Val Orselli, executive director of the Cooper Square Committee, said the idea of a meeting was hatched in early April by his organization, the Riis tenant association and a Lower East Side coalition of public housing tenants.
"We are planning to inform tenants of the potential dangers they face with NYCHA," Orselli said. "Dangers like them being able to charge higher rents, opening apartments up for families with significantly higher incomes, elimination of tenant grievance procedures. Basically, we wanted people to know that deregulation is part of a movement to privatize public housing."

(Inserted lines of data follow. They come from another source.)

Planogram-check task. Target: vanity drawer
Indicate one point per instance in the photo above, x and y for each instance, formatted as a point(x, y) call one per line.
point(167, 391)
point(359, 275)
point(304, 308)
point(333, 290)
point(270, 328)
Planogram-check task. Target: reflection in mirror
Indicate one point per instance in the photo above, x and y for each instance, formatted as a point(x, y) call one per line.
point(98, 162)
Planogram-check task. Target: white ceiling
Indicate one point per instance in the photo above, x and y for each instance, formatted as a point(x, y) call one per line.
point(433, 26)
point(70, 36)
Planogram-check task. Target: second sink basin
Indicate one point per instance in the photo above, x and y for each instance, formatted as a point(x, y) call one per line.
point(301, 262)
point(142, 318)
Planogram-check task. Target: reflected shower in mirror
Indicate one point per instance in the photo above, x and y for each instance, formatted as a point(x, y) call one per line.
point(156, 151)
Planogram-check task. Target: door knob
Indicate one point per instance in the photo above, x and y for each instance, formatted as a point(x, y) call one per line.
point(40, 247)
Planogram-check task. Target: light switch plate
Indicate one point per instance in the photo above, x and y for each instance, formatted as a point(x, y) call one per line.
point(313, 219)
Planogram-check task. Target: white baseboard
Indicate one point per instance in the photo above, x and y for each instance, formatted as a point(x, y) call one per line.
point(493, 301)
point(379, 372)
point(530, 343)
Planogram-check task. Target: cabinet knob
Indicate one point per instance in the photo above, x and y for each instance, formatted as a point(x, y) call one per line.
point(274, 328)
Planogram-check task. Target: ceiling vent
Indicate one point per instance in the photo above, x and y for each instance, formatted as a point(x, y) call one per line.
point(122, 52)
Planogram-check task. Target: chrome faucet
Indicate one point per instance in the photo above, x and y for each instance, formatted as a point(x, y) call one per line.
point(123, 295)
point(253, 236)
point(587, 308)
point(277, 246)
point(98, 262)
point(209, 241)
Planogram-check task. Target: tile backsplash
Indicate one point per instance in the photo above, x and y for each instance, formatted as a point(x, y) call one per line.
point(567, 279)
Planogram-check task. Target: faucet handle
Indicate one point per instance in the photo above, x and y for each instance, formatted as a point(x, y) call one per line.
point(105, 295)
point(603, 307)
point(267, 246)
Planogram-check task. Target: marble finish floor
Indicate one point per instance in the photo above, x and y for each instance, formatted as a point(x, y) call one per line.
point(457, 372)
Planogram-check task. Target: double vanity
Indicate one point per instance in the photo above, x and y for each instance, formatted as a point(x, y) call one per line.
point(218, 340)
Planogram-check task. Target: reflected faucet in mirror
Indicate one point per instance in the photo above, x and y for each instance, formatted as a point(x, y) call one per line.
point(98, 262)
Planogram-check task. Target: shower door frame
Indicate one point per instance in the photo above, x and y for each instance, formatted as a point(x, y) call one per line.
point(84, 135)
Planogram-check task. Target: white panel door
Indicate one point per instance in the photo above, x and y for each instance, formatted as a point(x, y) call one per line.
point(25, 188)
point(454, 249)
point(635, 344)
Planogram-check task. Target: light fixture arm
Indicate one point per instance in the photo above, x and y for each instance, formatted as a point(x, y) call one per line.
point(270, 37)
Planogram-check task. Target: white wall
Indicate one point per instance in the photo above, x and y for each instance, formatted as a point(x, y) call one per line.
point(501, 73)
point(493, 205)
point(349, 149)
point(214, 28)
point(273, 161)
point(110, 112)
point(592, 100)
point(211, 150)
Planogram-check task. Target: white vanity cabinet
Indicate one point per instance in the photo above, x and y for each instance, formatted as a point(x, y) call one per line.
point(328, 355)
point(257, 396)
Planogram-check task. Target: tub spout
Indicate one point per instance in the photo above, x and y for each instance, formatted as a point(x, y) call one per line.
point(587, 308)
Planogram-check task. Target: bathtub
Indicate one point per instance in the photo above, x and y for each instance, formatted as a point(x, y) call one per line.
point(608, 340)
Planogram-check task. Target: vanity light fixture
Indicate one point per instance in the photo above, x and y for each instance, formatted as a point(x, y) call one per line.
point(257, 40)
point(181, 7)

On Monday, city lawyers claimed NYCHA had rejected the application because event leaders wanted to use the rally for partisan political purposes. On Wednesday, State Supreme Court Justice Helen Freedman shot that argument down. Then, early Friday, a team of three NYCHA lawyers filed an appeal--a move which, for the moment, barred the demonstration.
"There will not be any meeting," said NYCHA spokesperson Ruth Colon late Friday afternoon.
"I am willing to get arrested if that means I'll be able to use my first amendment rights," responded Carlos Gonzalez, a Riis tenant leader, later Friday afternoon.
Moments later, Gonzalez learned that yet another state judge had okayed the demonstration--but only allowed Riis tenants to attend.
"This whole thing was crazy, they had three lawyers working full time just to keep a group of tenants from meeting," said Judith Goldiner, the Legal Aid lawyer who represented the Riis tenants. "The New York City Housing Authority is crazy."
The demonstrators will have to sidestep one more hurdle however: sometime during the week of fervid lawyering, road crews began tearing up the disputed pavement. "I walked by and I saw the sidewalk being torn up by whatever you call those big, loud machines," Goldiner added.